Now I suppose we must expect gas and parachutists, dropping of soldiers dressed as orange priests, with their umbrellas turned to parachutes, and the rest of it. I’ve not been in an invaded country before. There will be naval bombardment too. Lord help us! The air is loud with aircraft, ours I hope.
10 December
This morning the telegram arrives that Duff has the job of Minister for Far Eastern Affairs with much authority, enough to be able to form a War Council. My darling Duff is tickled to death. Either this answer or one to the effect that Menzies was on his way (“Carry on pending handing over, then return”) he was ready to be pleased with. The dread was of “Still considering report. Suggest you roll bandages till we say stop.” The present development flatters and stimulates him. What does it do to me? I’m curiously numb, thank God. I can see every horror—no escape, speedy and complete infiltration by Japs, Rotterdamming of Singapore town and the Base, massacre of the whites—but all in a detached, weary way. People who have been in Chungking are windier than I am. I always knew Chungking wasn’t a patch on London or Bognor, caverns measureless to man and two hours’ warning!
11 December
When I said that I thought of every horror, I didn’t think of our two proud ships finding so early a grave. Duff came in from the Naval Base at 8.30 and used that dreadful line (first used to me by Helen Kirkpatrick when Boulogne fell) “How black can you take it?” Expecting black, it was blacker. We get no details. Did Tuan Tom, in whom I had faith, go down? O toll for Tuan Tom, poor little live wire! I should hate to be killed by Japs and I probably shall be. The Germans are legions of Anti-Christ, but missing links. No, no, not sunk by missing links. Our peninsula is yellow as gorse with them, but no one seems much put about.

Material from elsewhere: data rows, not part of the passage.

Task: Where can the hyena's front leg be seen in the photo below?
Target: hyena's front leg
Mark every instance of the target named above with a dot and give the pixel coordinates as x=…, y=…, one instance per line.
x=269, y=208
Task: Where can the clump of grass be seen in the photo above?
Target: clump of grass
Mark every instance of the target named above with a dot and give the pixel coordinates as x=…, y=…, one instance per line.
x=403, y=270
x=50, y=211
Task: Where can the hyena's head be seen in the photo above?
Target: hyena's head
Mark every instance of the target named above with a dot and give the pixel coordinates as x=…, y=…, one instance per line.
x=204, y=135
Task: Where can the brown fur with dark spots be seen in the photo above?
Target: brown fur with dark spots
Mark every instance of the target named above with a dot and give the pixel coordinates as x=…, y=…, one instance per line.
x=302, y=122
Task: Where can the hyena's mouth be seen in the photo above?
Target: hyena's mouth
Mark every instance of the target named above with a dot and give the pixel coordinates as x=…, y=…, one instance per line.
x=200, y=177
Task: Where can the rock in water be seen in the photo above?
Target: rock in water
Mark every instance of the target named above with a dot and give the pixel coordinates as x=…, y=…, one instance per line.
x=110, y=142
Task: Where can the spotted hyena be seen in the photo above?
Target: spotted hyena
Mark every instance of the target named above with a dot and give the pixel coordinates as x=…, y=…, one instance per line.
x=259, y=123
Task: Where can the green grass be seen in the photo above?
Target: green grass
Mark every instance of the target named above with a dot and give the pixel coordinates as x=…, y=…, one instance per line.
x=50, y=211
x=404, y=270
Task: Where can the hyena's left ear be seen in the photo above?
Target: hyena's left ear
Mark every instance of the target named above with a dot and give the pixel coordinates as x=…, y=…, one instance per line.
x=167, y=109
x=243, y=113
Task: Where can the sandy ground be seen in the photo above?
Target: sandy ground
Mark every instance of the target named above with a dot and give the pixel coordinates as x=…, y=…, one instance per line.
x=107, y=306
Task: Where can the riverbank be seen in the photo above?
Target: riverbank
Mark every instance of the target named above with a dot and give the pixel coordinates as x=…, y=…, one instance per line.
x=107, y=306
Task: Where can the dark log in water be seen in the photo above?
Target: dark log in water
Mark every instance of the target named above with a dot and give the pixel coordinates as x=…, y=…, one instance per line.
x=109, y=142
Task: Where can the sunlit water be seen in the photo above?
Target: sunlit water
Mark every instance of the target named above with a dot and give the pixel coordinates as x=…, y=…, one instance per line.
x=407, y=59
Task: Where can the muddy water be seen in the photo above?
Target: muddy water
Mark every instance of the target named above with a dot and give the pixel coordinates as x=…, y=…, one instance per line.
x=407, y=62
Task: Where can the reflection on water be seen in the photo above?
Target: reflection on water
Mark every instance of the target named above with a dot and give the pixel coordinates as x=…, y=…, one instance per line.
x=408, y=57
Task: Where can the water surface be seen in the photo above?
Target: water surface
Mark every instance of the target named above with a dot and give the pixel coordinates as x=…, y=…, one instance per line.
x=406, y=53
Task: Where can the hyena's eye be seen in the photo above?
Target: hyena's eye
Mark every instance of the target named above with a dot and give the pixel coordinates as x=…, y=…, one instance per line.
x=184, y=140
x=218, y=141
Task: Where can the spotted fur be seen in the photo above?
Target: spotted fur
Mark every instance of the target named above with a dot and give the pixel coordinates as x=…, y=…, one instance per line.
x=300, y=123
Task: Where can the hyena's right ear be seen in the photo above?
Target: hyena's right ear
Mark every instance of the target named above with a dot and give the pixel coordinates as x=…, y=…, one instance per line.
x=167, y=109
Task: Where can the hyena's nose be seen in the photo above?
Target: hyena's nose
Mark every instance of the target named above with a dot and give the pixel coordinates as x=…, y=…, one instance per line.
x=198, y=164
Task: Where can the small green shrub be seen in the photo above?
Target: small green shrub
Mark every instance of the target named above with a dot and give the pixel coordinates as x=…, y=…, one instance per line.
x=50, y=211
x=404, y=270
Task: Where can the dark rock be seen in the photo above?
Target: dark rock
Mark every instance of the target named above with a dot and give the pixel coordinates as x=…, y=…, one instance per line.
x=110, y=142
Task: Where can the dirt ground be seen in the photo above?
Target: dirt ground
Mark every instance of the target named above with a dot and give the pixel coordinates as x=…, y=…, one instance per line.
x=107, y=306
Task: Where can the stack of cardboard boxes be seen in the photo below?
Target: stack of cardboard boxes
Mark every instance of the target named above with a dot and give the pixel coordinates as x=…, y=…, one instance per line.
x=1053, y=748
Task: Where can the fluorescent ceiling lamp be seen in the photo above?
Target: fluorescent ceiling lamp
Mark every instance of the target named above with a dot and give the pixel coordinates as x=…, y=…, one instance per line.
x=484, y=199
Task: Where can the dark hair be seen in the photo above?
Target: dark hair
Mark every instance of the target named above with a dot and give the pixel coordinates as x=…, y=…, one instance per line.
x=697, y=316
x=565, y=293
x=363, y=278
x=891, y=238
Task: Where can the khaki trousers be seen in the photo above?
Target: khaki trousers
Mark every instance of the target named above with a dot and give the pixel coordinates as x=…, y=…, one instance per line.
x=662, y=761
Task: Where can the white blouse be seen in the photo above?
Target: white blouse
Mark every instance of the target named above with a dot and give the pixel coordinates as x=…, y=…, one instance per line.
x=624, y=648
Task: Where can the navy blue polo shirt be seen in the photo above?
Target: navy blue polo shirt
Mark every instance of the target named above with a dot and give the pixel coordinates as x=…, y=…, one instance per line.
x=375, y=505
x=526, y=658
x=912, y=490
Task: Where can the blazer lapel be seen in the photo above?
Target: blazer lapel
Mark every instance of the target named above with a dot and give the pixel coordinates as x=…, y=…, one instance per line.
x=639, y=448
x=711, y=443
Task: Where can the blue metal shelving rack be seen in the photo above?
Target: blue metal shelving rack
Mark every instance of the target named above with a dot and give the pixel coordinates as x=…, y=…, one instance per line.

A very entertaining man called Darvall came to dinner and we talked about what muddlers we were. Duff had to go off and do a broadcast on the loss of the ships, and I hung over the table, lit by two candles (all we dare show), while the
fever dropped off my face and arms on to the cloth. This morning at last I’m normal. Last night I was 101. I feel like something rightly thrown away. It’s difficult to remember myself as that bright dynamo in Australia so few weeks ago. I’ll brighten. A nice cable from Claire Luce today advising courage in the shooting-match, an invigorating one from Tommy Stout Winston dragged me out of my well for a moment. “Who put her in?” Sigh for poor Pussy.
I learnt coding and decoding yesterday in the office. It’s what I should like best to do if there is a lot of work, but I fear there won’t be and I shall have to nurse if the raids are bad.
O little did my mither wist
The night she cradled me
The lands I was to travel in
Or the death I was to dee.
12 December
If only Duff had received his orders three days earlier, the War Council, however hastily formed, would never have allowed the ships their umbrella-less enterprise. The Council meets daily and our dear Admiral Layton has been dragged off his home-bound ship to fill his old post.